Setup via Spark Properties

This approach requires no code changes. You only need the PerfGazer JAR on the classpath.

A typical usage via spark-shell is shown below (for spark-submit it is similar). Use the latest release version: GitHub Release.

spark-shell \
  --packages io.github.amadeusitgroup:perfgazer_spark_3-5-2_2.12:0.0.1 \
  --conf spark.driver.bindAddress=127.0.0.1 \
  --conf spark.driver.host=127.0.0.1 \
  --conf spark.extraListeners=com.amadeus.perfgazer.PerfGazer \
  --conf spark.perfgazer.sink.class=com.amadeus.perfgazer.JsonSink \
  --conf spark.perfgazer.sink.json.destination=/tmp/perfgazer/jsonsink/date={{perfgazer.now.year}}-{{perfgazer.now.month}}-{{perfgazer.now.day}}/applicationId={{spark.app.id}}

Note: spark.driver.bindAddress and spark.driver.host force Spark to bind to the loopback interface (127.0.0.1). This is required on macOS to prevent the OS firewall from blocking Spark's internal Netty RPC channel.
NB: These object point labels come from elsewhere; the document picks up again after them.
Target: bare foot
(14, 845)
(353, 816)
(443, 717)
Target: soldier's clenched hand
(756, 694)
Without these settings, macOS may prompt to allow network access and fail if denied.

Available properties

PerfGazer settings

Property Default Description
spark.perfgazer.sql.enabled true Enable/disable SQL-level metrics collection
spark.perfgazer.jobs.enabled true Enable/disable job-level metrics collection
spark.perfgazer.stages.enabled true Enable/disable stage-level metrics collection
spark.perfgazer.tasks.enabled false Enable/disable task-level metrics collection
spark.perfgazer.max.cache.size 100 Maximum number of events to keep in memory
spark.perfgazer.sink.class Fully qualified class name of the sink to use

JsonSink settings

Property Default Description
spark.perfgazer.sink.json.destination Destination path for JSON output
spark.perfgazer.sink.json.writeBatchSize 100 Number of records to accumulate before writing to disk
spark.perfgazer.sink.json.fileSizeLimit 209715200 (200 MB) File size threshold before rolling to a new file
spark.perfgazer.sink.json.asyncFlushTimeoutMillisecsKey Max time between periodic flushes (ms)
spark.perfgazer.sink.json.waitForCloseTimeoutMillisecsKey Max time to wait for graceful sink close (ms)

Note: JsonSink uses the POSIX interface on the driver to write JSON files.